From an implementation point of view, I would imagine using a coroutine, such as those provided by Boost.Coroutine, would introduce overhead when invoking posted handlers. At the point in which the event loop knows what handlers can be invoked, it could simple invoke the handler rather than having to hoist the handler in a trampoline function so that it can be transparently invoked within the context of a coroutine.
Boost.Asio does not know the actual or expected runtime duration of handlers, so it must perform the same internal synchronization regardless of the handlers. When the io_service is only being processed by a single thread, then synchronization overhead can be mitigated by providing a concurrency_hint during construction. Other areas, such as the reactor, may still need to perform synchronization.
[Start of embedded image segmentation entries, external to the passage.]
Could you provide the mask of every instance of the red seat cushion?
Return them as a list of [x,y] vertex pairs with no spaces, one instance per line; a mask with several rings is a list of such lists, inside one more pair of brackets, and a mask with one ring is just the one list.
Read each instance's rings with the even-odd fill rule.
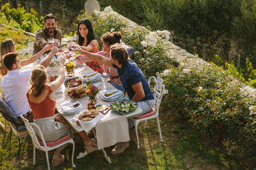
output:
[[151,110],[150,110],[149,112],[146,112],[145,114],[141,115],[141,116],[139,116],[139,117],[135,117],[134,119],[143,119],[143,118],[145,118],[145,117],[151,117],[153,114],[155,114],[156,112],[156,108],[155,107],[153,107],[151,108]]
[[[67,140],[70,140],[70,136],[67,135],[67,136],[64,136],[64,137],[63,137],[63,138],[60,138],[60,139],[58,139],[58,140],[57,140],[54,142],[46,143],[46,145],[47,147],[54,147],[54,146],[56,146],[56,145],[63,143],[63,142],[65,142]],[[43,143],[42,141],[39,141],[39,143],[40,143],[40,145],[41,145],[43,147],[44,146]]]

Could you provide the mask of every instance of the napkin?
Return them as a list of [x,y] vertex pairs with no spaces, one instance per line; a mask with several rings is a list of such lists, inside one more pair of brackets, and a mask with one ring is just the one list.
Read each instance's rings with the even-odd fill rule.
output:
[[[74,107],[74,106],[77,104],[79,104],[79,105],[76,107]],[[66,104],[67,106],[65,106]],[[75,103],[71,103],[70,102],[70,103],[66,103],[65,104],[63,104],[63,106],[61,106],[61,108],[62,111],[63,111],[64,112],[70,112],[71,111],[73,111],[74,110],[78,109],[79,107],[80,107],[80,103],[78,101],[76,101]]]

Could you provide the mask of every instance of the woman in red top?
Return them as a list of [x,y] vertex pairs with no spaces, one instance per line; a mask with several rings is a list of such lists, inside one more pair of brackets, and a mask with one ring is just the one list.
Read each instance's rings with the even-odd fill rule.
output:
[[[78,25],[77,34],[78,36],[78,45],[81,49],[91,53],[99,51],[99,45],[97,38],[94,33],[91,22],[88,19],[83,19]],[[77,62],[79,64],[86,63],[95,71],[103,72],[103,68],[100,63],[93,61],[84,55],[76,57]]]
[[[62,64],[65,58],[61,62]],[[34,114],[34,123],[41,129],[46,142],[56,141],[71,134],[70,127],[59,114],[55,112],[55,91],[61,86],[65,78],[65,71],[61,66],[60,75],[54,82],[48,83],[45,69],[43,66],[34,68],[31,73],[31,88],[27,93],[28,101]],[[35,132],[36,134],[38,132]],[[85,146],[96,147],[84,132],[78,132]],[[65,156],[60,154],[64,147],[56,149],[52,158],[54,167],[61,163]]]

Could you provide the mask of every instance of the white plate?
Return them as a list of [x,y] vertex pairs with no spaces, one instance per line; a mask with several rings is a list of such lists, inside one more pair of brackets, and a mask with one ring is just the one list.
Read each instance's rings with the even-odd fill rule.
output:
[[81,83],[82,83],[82,84],[81,84],[81,86],[77,86],[77,87],[80,87],[80,86],[81,86],[83,85],[83,79],[82,79],[81,77],[78,77],[78,76],[75,76],[75,77],[66,77],[66,78],[65,79],[65,80],[64,80],[64,86],[65,86],[65,88],[67,88],[67,89],[72,89],[72,88],[77,88],[77,87],[66,87],[66,86],[65,86],[65,82],[66,82],[67,80],[71,80],[71,79],[73,79],[73,78],[75,78],[75,77],[79,77],[79,78],[81,79]]
[[[76,104],[78,104],[79,105],[76,108],[72,108],[72,106],[74,106]],[[82,105],[78,102],[66,102],[60,106],[60,110],[65,114],[67,113],[74,113],[76,112],[78,110],[81,110],[82,108]]]
[[[107,97],[105,95],[105,94],[106,93],[115,93],[110,96],[107,96]],[[105,99],[114,99],[116,98],[118,98],[120,96],[123,95],[123,92],[118,89],[111,89],[111,90],[103,90],[100,92],[100,94],[101,98],[103,98]]]
[[61,86],[60,86],[55,92],[55,94],[58,94],[61,92]]
[[115,99],[103,99],[101,98],[103,100],[105,100],[105,101],[116,101],[116,100],[119,100],[120,99],[122,99],[123,97],[125,96],[124,94],[122,94],[122,95],[120,95],[120,97],[117,97],[117,98],[115,98]]
[[82,110],[82,109],[83,109],[82,108],[79,108],[79,109],[78,110],[76,110],[76,112],[63,112],[62,114],[66,114],[66,115],[77,114],[77,113],[79,113]]
[[[96,73],[96,75],[94,75],[95,73]],[[93,75],[93,76],[90,77],[90,75]],[[91,74],[84,75],[83,76],[85,76],[85,75],[87,75],[88,77],[82,77],[83,78],[83,80],[84,82],[86,82],[89,79],[89,81],[94,82],[97,82],[98,80],[100,80],[101,79],[101,75],[99,73],[95,73],[95,72],[94,72],[94,73],[92,73]]]

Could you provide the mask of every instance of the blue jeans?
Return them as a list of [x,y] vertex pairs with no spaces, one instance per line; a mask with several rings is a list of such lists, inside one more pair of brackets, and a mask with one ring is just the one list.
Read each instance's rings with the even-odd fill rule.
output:
[[116,84],[114,84],[113,83],[110,83],[110,84],[111,84],[111,85],[112,85],[114,88],[116,88],[118,90],[121,90],[122,92],[125,92],[125,89],[124,86],[116,86]]
[[146,112],[149,112],[155,105],[155,102],[156,102],[155,99],[151,99],[147,101],[141,101],[137,103],[138,107],[142,108],[142,112],[139,114],[135,114],[128,119],[128,124],[129,129],[134,127],[134,122],[131,118],[141,116],[145,114]]

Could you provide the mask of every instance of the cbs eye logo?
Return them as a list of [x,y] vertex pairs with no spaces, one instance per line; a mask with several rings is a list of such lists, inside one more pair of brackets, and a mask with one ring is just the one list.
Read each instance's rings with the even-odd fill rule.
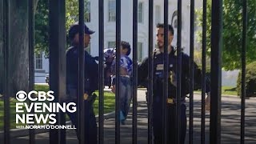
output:
[[27,98],[27,94],[25,91],[21,90],[16,94],[16,99],[19,102],[26,101],[26,98]]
In the end, rather than imposing context of execution, Boost.Asio provides a robust toolkit and empowers the users to choose the best option for themselves. The current Boost.Asio candidate for Boost 1.54 enhances this experience through its first-class support for:
Stackful Coroutines based on Boost.Coroutine. Here is an example where do_echo executes within the context of my_strand as a coroutine. Each async operation yields control back to the calling thread after initiating the asynchronous operation, and when the completion handler is invoked, control returns to immediately following the previous yield point.
boost::asio::spawn(my_strand, do_echo);
// ...
void do_echo(boost::asio::yield_context yield)
{
try
{
char data[128];
for (;;)
{
std::size_t length =
my_socket.async_read_some(
boost::asio::buffer(data), yield);
boost::asio::async_write(my_socket,
boost::asio::buffer(data, length), yield);
}
}
catch (std::exception& e)
{
// ...
}
}
Boost.Asio provides a complete echo_service example that uses Stackful Coroutines.
Stackless Coroutines have been promoted to the documented public API from the HTTP Server 4 example. These are implemented as a variant of Duff's Device, but the details are cleanly hidden through the use of pseudo-keywords reenter, yield, and fork. This following is roughly the equivalent of the above Stackful Coroutine example:
struct session : boost::asio::coroutine
{
tcp::socket my_socket_;
char data_[128];
// ...
void operator()(boost::system::error_code ec = boost::system::error_code(),
std::size_t length = 0)
{
if (!ec) reenter (this)
{
for (;;)
{
yield my_socket_.async_read_some(
boost::asio::buffer(data_), *this);
yield boost::asio::async_write(my_socket_,
boost::asio::buffer(data_, length), *this);
}
}
}
};
See the boost::asio::coroutine documentation for more details.
While I do not know if there are performance benefits to constructing asynchronous call chains with coroutines, I feel as though their greatest contribution is maintainability and readability. I have found that being able to read and write asynchronous programs in a synchronous manner helps reduce the complexities introduced with inverted flow of control, as it is now possible to remove the spacial separation between operation initiation and completion.